2) Popping an object reference from a queue is faster than an object create.
Pushing an object back onto a queue is faster than an object destroy.  The
more complex the object, the greater the saving.

3) Instead of a probably-fatal memory exception, an empty pool just blocks
the caller until objects become available.  This allows an app to
auto-recover from temporary overloads.

4) If a read-thread becomes temporarily blocked on an empty pool, it cannot
reach the subsequent read call.  It cannot therefore read any data from the
protocol stack until an object is pushed back onto the pool and the
read-thread becomes ready/running again, ie. until there is room for the
data.  This preserves the integrity of TCP data streams, (and similar
guaranteed-delivery protocols), during temporary overloads.
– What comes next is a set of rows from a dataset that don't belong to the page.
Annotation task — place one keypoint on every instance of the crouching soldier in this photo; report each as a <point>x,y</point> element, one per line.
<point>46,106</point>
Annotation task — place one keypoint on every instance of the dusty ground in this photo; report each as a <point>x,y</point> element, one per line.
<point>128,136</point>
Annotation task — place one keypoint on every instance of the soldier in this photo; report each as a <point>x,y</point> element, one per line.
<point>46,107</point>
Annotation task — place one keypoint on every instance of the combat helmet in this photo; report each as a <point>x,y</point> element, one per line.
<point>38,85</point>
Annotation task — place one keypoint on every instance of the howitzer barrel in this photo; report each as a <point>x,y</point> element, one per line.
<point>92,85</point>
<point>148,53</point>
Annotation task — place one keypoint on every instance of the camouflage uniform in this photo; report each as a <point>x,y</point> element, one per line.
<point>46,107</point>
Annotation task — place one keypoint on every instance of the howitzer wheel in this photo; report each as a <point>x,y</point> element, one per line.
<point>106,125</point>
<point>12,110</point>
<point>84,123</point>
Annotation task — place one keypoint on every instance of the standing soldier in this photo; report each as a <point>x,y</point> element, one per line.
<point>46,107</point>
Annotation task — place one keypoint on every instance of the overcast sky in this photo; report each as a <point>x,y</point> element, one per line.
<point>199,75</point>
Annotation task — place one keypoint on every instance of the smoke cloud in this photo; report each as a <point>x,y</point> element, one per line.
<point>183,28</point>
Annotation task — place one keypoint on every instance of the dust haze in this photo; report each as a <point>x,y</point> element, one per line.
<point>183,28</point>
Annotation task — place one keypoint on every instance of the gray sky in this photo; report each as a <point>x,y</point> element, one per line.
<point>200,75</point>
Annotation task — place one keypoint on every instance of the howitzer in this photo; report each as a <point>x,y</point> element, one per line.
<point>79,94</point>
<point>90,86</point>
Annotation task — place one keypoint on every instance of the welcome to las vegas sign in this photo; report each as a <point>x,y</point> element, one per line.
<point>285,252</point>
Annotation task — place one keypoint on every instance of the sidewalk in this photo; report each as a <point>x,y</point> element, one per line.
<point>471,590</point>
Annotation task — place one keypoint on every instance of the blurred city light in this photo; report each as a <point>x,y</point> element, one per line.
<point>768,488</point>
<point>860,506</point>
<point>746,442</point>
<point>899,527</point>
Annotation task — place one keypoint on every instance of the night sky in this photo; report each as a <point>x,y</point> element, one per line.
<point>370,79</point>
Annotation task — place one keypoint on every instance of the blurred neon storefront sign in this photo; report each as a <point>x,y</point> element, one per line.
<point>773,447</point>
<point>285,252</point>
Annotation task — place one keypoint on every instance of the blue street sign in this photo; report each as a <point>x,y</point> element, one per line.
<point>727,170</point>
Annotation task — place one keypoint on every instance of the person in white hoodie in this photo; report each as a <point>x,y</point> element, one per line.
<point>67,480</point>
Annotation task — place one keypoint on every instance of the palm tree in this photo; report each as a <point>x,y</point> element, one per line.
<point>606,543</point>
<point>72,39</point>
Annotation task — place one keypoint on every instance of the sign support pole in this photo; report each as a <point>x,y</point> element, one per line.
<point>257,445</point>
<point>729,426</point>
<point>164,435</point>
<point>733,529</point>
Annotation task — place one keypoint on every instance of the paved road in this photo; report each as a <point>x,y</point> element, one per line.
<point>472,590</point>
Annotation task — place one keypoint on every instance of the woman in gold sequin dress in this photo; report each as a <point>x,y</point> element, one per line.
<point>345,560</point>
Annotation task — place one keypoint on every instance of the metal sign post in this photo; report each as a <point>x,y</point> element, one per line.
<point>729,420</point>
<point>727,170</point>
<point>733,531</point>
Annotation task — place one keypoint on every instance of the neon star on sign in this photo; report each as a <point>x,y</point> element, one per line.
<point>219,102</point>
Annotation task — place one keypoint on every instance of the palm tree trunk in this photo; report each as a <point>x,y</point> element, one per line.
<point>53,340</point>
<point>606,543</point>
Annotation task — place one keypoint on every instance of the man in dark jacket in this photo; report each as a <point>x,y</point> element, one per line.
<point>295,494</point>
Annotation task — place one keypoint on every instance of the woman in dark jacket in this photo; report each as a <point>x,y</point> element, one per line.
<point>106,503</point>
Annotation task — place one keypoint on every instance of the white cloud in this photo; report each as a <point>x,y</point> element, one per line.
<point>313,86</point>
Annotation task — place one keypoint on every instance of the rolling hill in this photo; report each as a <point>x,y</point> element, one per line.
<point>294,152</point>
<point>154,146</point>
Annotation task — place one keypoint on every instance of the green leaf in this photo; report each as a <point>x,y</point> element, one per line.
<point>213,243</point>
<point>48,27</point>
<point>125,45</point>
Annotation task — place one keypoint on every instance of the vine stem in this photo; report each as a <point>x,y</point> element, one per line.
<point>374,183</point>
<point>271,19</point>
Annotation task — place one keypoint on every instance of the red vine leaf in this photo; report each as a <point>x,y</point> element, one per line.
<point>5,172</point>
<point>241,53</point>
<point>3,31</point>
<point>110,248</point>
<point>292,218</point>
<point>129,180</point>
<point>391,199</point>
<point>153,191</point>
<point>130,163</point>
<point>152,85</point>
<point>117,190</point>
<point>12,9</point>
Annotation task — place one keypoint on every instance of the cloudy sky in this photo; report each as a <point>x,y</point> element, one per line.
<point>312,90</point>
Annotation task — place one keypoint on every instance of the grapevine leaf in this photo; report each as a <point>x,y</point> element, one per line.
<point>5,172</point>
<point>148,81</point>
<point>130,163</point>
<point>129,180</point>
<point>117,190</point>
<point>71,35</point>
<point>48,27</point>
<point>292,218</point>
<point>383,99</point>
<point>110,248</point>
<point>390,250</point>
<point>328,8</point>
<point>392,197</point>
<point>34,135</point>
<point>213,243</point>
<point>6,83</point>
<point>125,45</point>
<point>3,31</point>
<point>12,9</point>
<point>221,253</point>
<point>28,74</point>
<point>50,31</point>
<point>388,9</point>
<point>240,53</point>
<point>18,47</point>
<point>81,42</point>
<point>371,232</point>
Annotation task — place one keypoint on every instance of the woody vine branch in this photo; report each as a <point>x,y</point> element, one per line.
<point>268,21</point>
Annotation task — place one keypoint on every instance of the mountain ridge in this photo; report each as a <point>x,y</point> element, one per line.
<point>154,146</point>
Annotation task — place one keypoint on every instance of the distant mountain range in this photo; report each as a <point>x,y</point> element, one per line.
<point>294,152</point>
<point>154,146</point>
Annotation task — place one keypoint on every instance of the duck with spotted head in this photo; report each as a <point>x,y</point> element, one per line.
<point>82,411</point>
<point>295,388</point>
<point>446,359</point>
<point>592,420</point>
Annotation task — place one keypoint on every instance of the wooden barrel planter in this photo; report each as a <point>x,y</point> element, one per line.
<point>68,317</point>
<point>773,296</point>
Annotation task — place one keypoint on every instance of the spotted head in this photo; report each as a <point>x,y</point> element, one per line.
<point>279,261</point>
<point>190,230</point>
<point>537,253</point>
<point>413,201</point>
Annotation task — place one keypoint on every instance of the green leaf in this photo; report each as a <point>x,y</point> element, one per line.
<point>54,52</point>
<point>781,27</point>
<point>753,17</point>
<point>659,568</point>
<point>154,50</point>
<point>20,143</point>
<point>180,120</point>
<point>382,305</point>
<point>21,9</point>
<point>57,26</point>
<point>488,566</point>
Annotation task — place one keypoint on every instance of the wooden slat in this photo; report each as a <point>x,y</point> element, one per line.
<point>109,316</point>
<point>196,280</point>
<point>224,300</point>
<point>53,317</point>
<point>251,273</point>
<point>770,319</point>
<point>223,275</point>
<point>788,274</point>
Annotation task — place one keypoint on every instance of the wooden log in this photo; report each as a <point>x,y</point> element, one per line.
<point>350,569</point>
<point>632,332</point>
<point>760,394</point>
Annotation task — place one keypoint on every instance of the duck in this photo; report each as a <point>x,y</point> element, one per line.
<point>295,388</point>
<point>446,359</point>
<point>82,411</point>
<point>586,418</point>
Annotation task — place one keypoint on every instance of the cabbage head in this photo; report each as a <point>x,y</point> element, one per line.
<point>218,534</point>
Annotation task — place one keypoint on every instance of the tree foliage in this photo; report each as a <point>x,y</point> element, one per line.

5) The number of outstanding posted messages is capped at the number of
available objects.  If the pool contains less than 10000 objects, PM cannot
fail because it cannot contain more than [pool size] messages.

6) Windows message queues are  not the only class of queue to get
protection.  Other Producer-Consumer queues are also guaranteed to have no
more than [pool size] messages in them.  As long as the these other queue
classes can hold [pool size] objects, they do not need any overflow
protection code at all, save perhaps some 'catastrophic error'
exception-generating on gross over-queueing in case of a misbehaving
producer thread that gets stuck in a loop.   No provision is required, in
normal operation, to block a producer thread if some artificial queue limit
is reached - it cannot happen unless there is a disastrous bug.  This makes
P-C queues simpler and faster.

7) Pool depth is easily monitored, eg. by a simple main-thread timer that
dumps the pool level to a status-bar every second or so.  Any object that
gets lost, or any duplicate object posting, will soon be noticed during
development/testing without any 3rd-party memory-managers with their complex
reports.

8) Adding special debug code to find duplicate/lost objects is fairly
trivial to add to the pool queue.

The downside is that all inter-thread objects are all created at startup and
so a chunk of memory is always unavailable for other purposes, even when the
app is mostly idle.  IMHO, most developers would happily put up with this to
allow efficient and safe inter-thread comms.